Intellectual property identity identification method based on academic talent information intellectual map

Technical Field

The invention relates to an intellectual property identity identification method based on an academic talent information intellectual map. The method mainly aims at intellectual property information of the whole network, such as patent inventions, thesis, soft works and the like, and realizes the identification of the author of the intellectual property information by the method, thereby completing the establishment of an academic talent information knowledge base in the big data industry, and having positive effects on early discovery and effective reservation of high-quality talents.

Background

The traditional entity linking method mainly comprises three processes of nominal identification, candidate entity generation and candidate entity sequencing, wherein the nominal identification is mostly acquired based on an entity identification technology, the candidate entity generation generally comprises information extraction of a knowledge base, an associated dictionary corresponding to an entity is constructed, and a large number of candidate entities can be generated only by simply matching character strings in the dictionary when candidates are generated according to the dictionary. The knowledge base is generally selected as Wikipedia, so that data limitation is large, and meanwhile, only a dictionary matching mode is adopted, so that not only are too many candidate entities caused, not only is resource waste caused, but also interference items are improved, and the accuracy is reduced.

The mainstream candidate entity ordering method adopts the idea based on similarity comparison, and the basic idea is to select the candidate entity with the maximum similarity as the link target by calculating the context similarity between the entity nominal item extracted from the text and the candidate entity obtained from the knowledge base query. Most of the similarity calculation is carried out by adopting a machine learning method based on artificially defined rules, for example, context features (keywords) and page structure features (such as page redirection, anchor text and the like) of candidate entities on a Wikipedia page are added during solving; or selecting entity popularity to assist disambiguation; or choose to add consideration to the relevance of categories between entities (link relationships, probability of co-occurrence, etc.); the method based on the artificial definition rule has large limitation, cannot acquire all rule information comprehensively, and meanwhile, the context information of the candidate entity based on the Wikipedia or the encyclopedia is not comprehensive and disordered enough, so that the method brings obstruction to accurate identification.

In addition, entity linking methods based on deep learning are also becoming more popular, compared with traditional methods, deep learning methods do not need to define relevant features manually, such as document representation of learning entities based on a Deep Neural Network (DNN), and category representation is obtained by using a CNN; or the expression, the entity and the context are subjected to embedded expression, the characteristics are extracted through CNN, and finally the similarity of the expression and the entity is calculated for linking; or the BERT pre-training language model analyzes the context of the entity nominal item and the correlation information of the candidate entity, and enhances the result of entity link by improving the semantic analysis effect.
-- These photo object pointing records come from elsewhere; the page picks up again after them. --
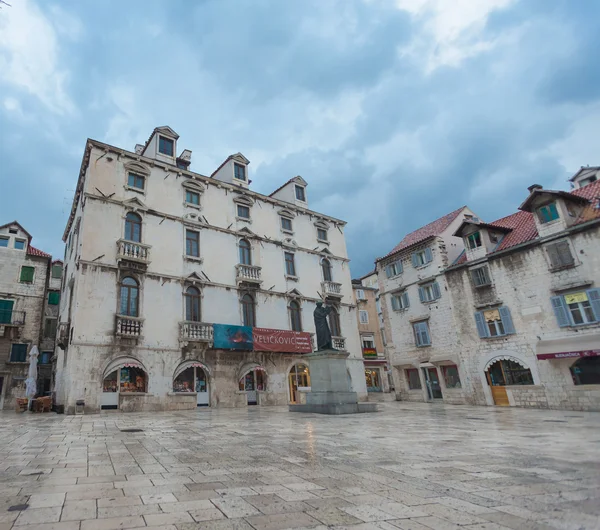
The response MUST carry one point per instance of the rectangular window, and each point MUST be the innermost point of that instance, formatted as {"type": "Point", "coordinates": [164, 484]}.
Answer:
{"type": "Point", "coordinates": [165, 146]}
{"type": "Point", "coordinates": [474, 240]}
{"type": "Point", "coordinates": [290, 267]}
{"type": "Point", "coordinates": [192, 243]}
{"type": "Point", "coordinates": [192, 197]}
{"type": "Point", "coordinates": [243, 211]}
{"type": "Point", "coordinates": [57, 271]}
{"type": "Point", "coordinates": [136, 181]}
{"type": "Point", "coordinates": [414, 381]}
{"type": "Point", "coordinates": [53, 298]}
{"type": "Point", "coordinates": [18, 353]}
{"type": "Point", "coordinates": [481, 276]}
{"type": "Point", "coordinates": [451, 377]}
{"type": "Point", "coordinates": [286, 224]}
{"type": "Point", "coordinates": [422, 337]}
{"type": "Point", "coordinates": [560, 255]}
{"type": "Point", "coordinates": [548, 213]}
{"type": "Point", "coordinates": [300, 195]}
{"type": "Point", "coordinates": [239, 172]}
{"type": "Point", "coordinates": [27, 274]}
{"type": "Point", "coordinates": [363, 317]}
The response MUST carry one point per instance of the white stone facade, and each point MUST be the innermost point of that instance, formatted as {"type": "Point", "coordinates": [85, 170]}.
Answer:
{"type": "Point", "coordinates": [219, 215]}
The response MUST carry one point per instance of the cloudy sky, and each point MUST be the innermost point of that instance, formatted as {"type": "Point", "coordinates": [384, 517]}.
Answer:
{"type": "Point", "coordinates": [395, 111]}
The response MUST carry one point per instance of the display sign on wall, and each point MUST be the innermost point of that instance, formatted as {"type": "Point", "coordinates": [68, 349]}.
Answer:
{"type": "Point", "coordinates": [280, 340]}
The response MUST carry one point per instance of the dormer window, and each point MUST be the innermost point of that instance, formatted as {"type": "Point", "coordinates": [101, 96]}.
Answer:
{"type": "Point", "coordinates": [300, 193]}
{"type": "Point", "coordinates": [474, 240]}
{"type": "Point", "coordinates": [239, 172]}
{"type": "Point", "coordinates": [166, 146]}
{"type": "Point", "coordinates": [548, 213]}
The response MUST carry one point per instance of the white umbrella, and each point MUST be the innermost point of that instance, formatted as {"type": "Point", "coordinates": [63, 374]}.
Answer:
{"type": "Point", "coordinates": [31, 381]}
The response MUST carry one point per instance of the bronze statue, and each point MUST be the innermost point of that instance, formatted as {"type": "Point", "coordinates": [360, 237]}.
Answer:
{"type": "Point", "coordinates": [322, 327]}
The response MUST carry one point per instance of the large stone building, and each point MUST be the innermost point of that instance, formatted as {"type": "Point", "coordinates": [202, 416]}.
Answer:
{"type": "Point", "coordinates": [515, 319]}
{"type": "Point", "coordinates": [26, 274]}
{"type": "Point", "coordinates": [183, 289]}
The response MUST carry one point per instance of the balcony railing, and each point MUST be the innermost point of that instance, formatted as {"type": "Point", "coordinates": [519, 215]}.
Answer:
{"type": "Point", "coordinates": [339, 343]}
{"type": "Point", "coordinates": [248, 273]}
{"type": "Point", "coordinates": [133, 251]}
{"type": "Point", "coordinates": [129, 326]}
{"type": "Point", "coordinates": [8, 317]}
{"type": "Point", "coordinates": [195, 331]}
{"type": "Point", "coordinates": [332, 289]}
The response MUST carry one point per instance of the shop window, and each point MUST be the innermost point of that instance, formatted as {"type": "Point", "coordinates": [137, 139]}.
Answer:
{"type": "Point", "coordinates": [451, 377]}
{"type": "Point", "coordinates": [414, 381]}
{"type": "Point", "coordinates": [586, 371]}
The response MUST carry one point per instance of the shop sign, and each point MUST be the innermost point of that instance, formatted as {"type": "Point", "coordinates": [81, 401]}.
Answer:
{"type": "Point", "coordinates": [575, 298]}
{"type": "Point", "coordinates": [568, 354]}
{"type": "Point", "coordinates": [228, 337]}
{"type": "Point", "coordinates": [280, 340]}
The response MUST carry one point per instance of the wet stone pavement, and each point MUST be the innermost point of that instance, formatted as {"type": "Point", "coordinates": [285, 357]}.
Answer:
{"type": "Point", "coordinates": [409, 467]}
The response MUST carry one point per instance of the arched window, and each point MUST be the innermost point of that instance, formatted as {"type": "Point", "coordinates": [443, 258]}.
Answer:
{"type": "Point", "coordinates": [248, 310]}
{"type": "Point", "coordinates": [295, 316]}
{"type": "Point", "coordinates": [192, 304]}
{"type": "Point", "coordinates": [245, 252]}
{"type": "Point", "coordinates": [129, 297]}
{"type": "Point", "coordinates": [586, 371]}
{"type": "Point", "coordinates": [133, 227]}
{"type": "Point", "coordinates": [334, 323]}
{"type": "Point", "coordinates": [326, 267]}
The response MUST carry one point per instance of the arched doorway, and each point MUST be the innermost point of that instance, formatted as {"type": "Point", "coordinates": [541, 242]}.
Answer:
{"type": "Point", "coordinates": [252, 381]}
{"type": "Point", "coordinates": [122, 376]}
{"type": "Point", "coordinates": [299, 377]}
{"type": "Point", "coordinates": [193, 377]}
{"type": "Point", "coordinates": [506, 371]}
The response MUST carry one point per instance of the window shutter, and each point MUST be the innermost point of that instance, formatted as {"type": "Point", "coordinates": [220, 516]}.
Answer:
{"type": "Point", "coordinates": [428, 255]}
{"type": "Point", "coordinates": [482, 328]}
{"type": "Point", "coordinates": [509, 328]}
{"type": "Point", "coordinates": [594, 298]}
{"type": "Point", "coordinates": [406, 302]}
{"type": "Point", "coordinates": [560, 310]}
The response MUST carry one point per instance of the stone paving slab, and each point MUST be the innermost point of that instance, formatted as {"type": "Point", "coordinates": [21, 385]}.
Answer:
{"type": "Point", "coordinates": [409, 467]}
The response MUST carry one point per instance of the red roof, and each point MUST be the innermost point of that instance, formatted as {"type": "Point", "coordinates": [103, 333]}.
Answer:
{"type": "Point", "coordinates": [425, 232]}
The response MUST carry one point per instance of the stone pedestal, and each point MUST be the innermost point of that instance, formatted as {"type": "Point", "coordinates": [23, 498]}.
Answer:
{"type": "Point", "coordinates": [331, 392]}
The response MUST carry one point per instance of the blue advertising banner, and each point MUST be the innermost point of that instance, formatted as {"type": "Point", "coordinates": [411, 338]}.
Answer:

However, the deep learning method requires too much data and has high requirements on machine performance, especially in a big data scene, and meanwhile, deep learning completely depends on the corpus, and if the deep learning method is completely depended on, the effect may be worse when the corpus is deviated.

Disclosure of Invention

The invention aims to provide an intellectual property identity identification method based on an academic talent information intellectual map.

In order to solve the technical problems, the invention adopts the technical scheme that the intellectual property identity identification method based on the academic talent information intellectual map comprises the following steps:

(1) the crawler acquires talent information data comprising names, resumes and intellectual property information, and establishes a talent information intellectual map based on neo4j according to the information; the knowledge graph is formed in a triple E ═ sub, rela, obj > form and specifically comprises attribute information of the entities and the relationship among the entities;

(2) and (3) nominal identification: for intellectual property information M to be linked, directly acquiring structural form characteristic information and text information of intellectual property in the intellectual property information M based on a regularization rule, wherein M is (M ═₁,M₂,…,M_n) Wherein M is_iObtaining the nominal item;

(3) candidate entity generation: dividing intellectual property information corresponding to entities in the intellectual property map into 4 subject categories of text, theory, agriculture and medicine, and constructing a subject classification model based on word2vec and TextCNN for judgment;

the process of candidate entity generation is as follows:

firstly, for intellectual property information M to be linked, matching is carried out through fuzzy query of an intellectual map according to a designated item, and a possible entity set D is obtained (D)₁,D₂,…,D_n)；

Secondly, obtaining the category of the intellectual property information M by using the trained discipline classification model, wherein M is_type＝TextCNN(M)；

And finally, respectively inputting the entities in the set D into the trained discipline classification model to obtain categories, wherein the final candidate entities are H (H ═ H)₁,H₂,…,H_k)，{Hi∈D,Hi_type＝M_typeI ═ 1,2, …, k }, where k is the final number of candidate entities after class filtering;

(4) candidate entity ordering: respectively from form features F_formalAnd semantic features F_semanticTwo aspects are used for carrying out entity sequencing; for each candidate entity Hi, all information can be obtained based on the knowledge graph except the structural form characteristic information (Gi) directly obtained from the graph₁，Gi₂,…，Gi_n) Besides, the method also comprises semantic features Gi based on the intellectual property content_n+1That is, all the information of the candidate entity Hi is Gi ═ (Gi)₁,Gi₂,…,Gi_n,Gi_n+1)；

The specific candidate entity ordering process is as follows:

determining weight information of each feature as Wi ═ by using AHP (approximate height-weighted prediction) method₁,Wi₂,…,Wi_n,Wi_n+1)；

Form character F_formalSolving: for each candidate entity Hi, all information can be obtained based on the knowledge graph, the text content of the intellectual property information is removed, and only the structural form characteristic information Gi ═ is reserved₁，Gi₂,…,Gi_n) (ii) a For the intellectual property information M to be linked, the form characteristics are determined by calculating the matching degree of M and Gi', and the matching degree of M and Gi

Wherein M is_jStructural formal characteristic information, i.e. F, for intellectual property information M to be linked_formal＝S_k；

Semantic feature F_semanticSolving: between intellectual property information M to be linked and candidate entity HiSemantic feature F of_semanticThe value of (c) is measured by similarity, and character-based CBA (charbi _ lstm + attribute) network is selected to solve the similarity, specifically, semantic features Gi of candidate entities Hi_n+1And text information M of intellectual property information M to be linked_nThe similarity probabilities [ y1, y2] are determined by a softmax layer after a bi _ lstm + attention layer, respectively]The final similarity probability y1 is F_semanticTaking the value of (A);

sorting: the final similarity Fi F between the candidate entity Hi and the intellectual property information M to be linked_semantic+F_formalThe final linked entity is the entity corresponding to max (fi).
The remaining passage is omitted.